Der Hof bot sich dar wie erinnert, Vater hatte ihn meiner Schwester überschrieben kurz vor seinem Tod, sie beichtete es mir beim Leichenschmaus zwischen zwei Stück Butterkuchen, seither hielt ich mich fern, obwohl es mir eigentlich gleichgültig sein sollte, ich war es gewohnt, dass man sie mir vorzog, und sie durfte den Hof nicht verlassen, den Hof nicht und nicht unsere Mutter, die gelähmt und aufgequollen einen Rollstuhl in Übergröße ausfüllte und von dort, als sei es ein Thron, Kommandos erteilte, vor denen keiner gefeit war, der sich in ihre Nähe traute, und deren machtvoller Hilflosigkeit keiner sich zu verweigern wagte, mit Ausnahme meiner Schwester, die weghören konnte und sich auf Kontra verstand; selbst bei Mutters Begräbnis, nicht lange danach, hatte ich das Haus zu betreten vermieden, sie lebte allein dort von da an, Jacek war schon Jahre zuvor ausgezogen, gleich nachdem sie die alte Lina eingewiesen und fortgeschafft hatten, Vaters Schwägerin, Jaceks Beschützerin, er war, um genau zu sein, verschwunden praktisch über Nacht, keiner wusste Auskunft zu geben, wohin und weshalb, keiner schien ihn zu vermissen, sogar die Katzen, erzählte sie mir am Telefon, ließen sich nur vereinzelt auf dem Hof blicken, für die ersten paar Tage noch streunten sie unschlüssig in bald dünner werdenden Rudeln und in größer werdenden Bögen um das Haus, bis auch die letzte verstand, ich stellte mir vor, wie sie von meiner Schwester verscheucht worden waren, als sie auch die Treppe, ihre Treppe, zu belagern begannen, und nun hockte ich mit angezogenen Knien auf dieser Treppe, vor diesem Haus, das ich noch nicht wieder betreten hatte seit meiner Ankunft, dem Haus, in dem wir aufgewachsen waren, in dem sie allein gelebt hatte zuletzt, wir hatten nur telefoniert all die Jahre, eine Ewigkeit nur telefoniert, dann und wann, nicht oft, aber lang, besah mir, den gebeugten Kopf auf die Hände gestützt, die Trittmulden, die die Zeit dem Stein angetan, und ließ mir den Schädel bescheinen, ein Mensch namens Müller hatte mich angerufen, behauptet, uns Schwestern aus der Schule zu kennen, ich hatte entgegnet "Ja und".

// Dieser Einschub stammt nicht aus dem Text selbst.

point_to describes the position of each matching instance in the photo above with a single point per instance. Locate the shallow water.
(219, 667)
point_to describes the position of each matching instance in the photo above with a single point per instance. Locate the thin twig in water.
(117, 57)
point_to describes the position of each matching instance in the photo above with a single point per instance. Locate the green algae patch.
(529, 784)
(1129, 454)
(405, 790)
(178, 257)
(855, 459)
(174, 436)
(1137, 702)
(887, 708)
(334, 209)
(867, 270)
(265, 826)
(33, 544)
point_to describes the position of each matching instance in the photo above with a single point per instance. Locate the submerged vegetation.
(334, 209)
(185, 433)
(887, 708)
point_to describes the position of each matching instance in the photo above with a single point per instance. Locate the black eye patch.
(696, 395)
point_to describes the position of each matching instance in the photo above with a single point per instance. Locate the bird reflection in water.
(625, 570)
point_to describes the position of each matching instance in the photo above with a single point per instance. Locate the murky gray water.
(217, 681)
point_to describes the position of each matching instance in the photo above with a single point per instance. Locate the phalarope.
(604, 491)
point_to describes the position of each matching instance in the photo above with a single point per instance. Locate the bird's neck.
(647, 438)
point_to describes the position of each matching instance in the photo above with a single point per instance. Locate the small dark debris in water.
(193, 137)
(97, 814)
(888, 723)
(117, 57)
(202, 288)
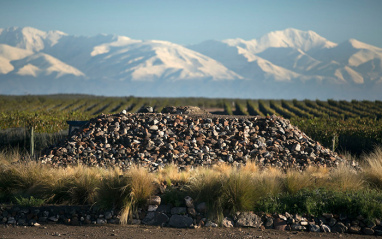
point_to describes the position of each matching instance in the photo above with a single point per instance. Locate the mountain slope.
(29, 38)
(281, 64)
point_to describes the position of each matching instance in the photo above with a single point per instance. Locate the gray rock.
(339, 227)
(152, 208)
(180, 221)
(178, 210)
(108, 215)
(368, 231)
(227, 222)
(11, 220)
(268, 223)
(248, 219)
(189, 201)
(155, 200)
(166, 209)
(211, 224)
(279, 224)
(201, 207)
(314, 228)
(297, 227)
(53, 219)
(354, 229)
(191, 211)
(136, 222)
(325, 228)
(101, 221)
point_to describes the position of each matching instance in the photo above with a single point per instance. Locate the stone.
(53, 219)
(304, 223)
(354, 229)
(154, 200)
(189, 201)
(101, 221)
(211, 224)
(135, 222)
(191, 211)
(108, 215)
(325, 228)
(180, 221)
(314, 228)
(227, 222)
(152, 208)
(297, 227)
(332, 221)
(155, 219)
(248, 219)
(279, 224)
(368, 231)
(201, 207)
(339, 227)
(166, 209)
(11, 220)
(268, 222)
(178, 210)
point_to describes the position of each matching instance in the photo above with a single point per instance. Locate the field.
(353, 129)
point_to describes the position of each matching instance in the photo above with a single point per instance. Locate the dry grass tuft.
(372, 168)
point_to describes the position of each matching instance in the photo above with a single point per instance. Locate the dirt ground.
(141, 232)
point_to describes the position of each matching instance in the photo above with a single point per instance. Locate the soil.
(140, 232)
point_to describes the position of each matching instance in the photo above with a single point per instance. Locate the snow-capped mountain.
(282, 64)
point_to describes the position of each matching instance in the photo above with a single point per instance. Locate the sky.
(191, 22)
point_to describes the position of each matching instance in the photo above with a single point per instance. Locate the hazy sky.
(193, 21)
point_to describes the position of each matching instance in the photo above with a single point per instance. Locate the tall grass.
(225, 189)
(372, 164)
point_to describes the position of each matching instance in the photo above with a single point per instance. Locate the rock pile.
(156, 139)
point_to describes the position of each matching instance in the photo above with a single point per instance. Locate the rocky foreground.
(188, 216)
(155, 139)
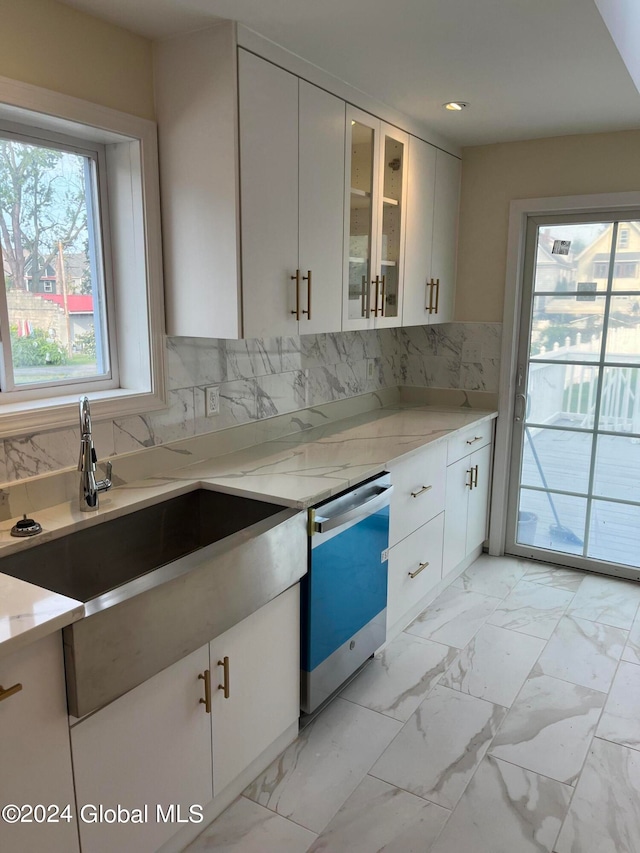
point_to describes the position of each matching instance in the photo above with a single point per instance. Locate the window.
(81, 307)
(50, 221)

Dann wieder Gurren vom Dach, Täuber auf Balz vermutlich, besoffen von Spätkatzenwärme. Wilde Tauben, schätzte ich, zugeflogen. Es konnten ihre nicht sein, ganz gewiss nicht, sie hatte es nicht so mit Tieren.  Ratten nannte sie die Tauben, seitdem sie den Ausdruck "Ratten der Luft" irgendwo aufgeschnappt hatte, Seine Scheißratten scheißen alles voll, lästerte sie hinter Vaters Rücken, Das Dach, die Fenster, der Hof, alles voller Rattenscheiße, Man kann kein Fahrrad vor dem Haus abstellen, sofort ist es zugeschissen, zischte sie jedem, der auf das Grundstück kam, zu, und ihre grünen Augen glühten zur Warnung, als gehe es um sein Leben, sie war, meine ich, noch nicht konfirmiert, und wenn sie losfuhr, kontrollierte sie vorher Sattel und Rahmen auf weiße Spritzer, obwohl sie ihr Rad doch als einzige im Garten abstellte, zwischen den Bohnenstangen, wo die Tauben sich niemals aufhielten, Lass sie, beschwichtigte Mutter, Sie ist eben eigen, Kühe, diese Missgeburten, waren ihr zu grob, Hühner zu doof, Säue zu schmutzig, vor Hunden hatte sie Angst. Tauben aber und Katzen, die, eingehüllt in Wolken übler Gerüche und gefährlicher Krankheitserreger, überall und jederzeit Fell, Fusseln oder Federn verstreuten, die ihre Zeit totschlugen mit Faulenzen, Fressen und Scheißen, die verabscheute sie vor allem anderem Geschmeiß:  Wie die sich wieder anschleimen!, giftete sie, wenn Täuber sich aufplusterten zum Tanz oder wenn Katzen schnurrend jemandes Beine umstrichen, Schon wieder rollig, diese Schweine, wie eklig! Sie war ein Floh in kurzem Trägerkleid, Plissee weiß, bunte Blümchen, ihr rundes Stupsnasengesicht strahlte licht wie die Sonne vor Mittag, immer schätzten alle sie viel jünger, als sie tatsächlich war, von weitem; aus der Nähe verwirrte einen der Ernst, der ihre großen Augen durchwölkte.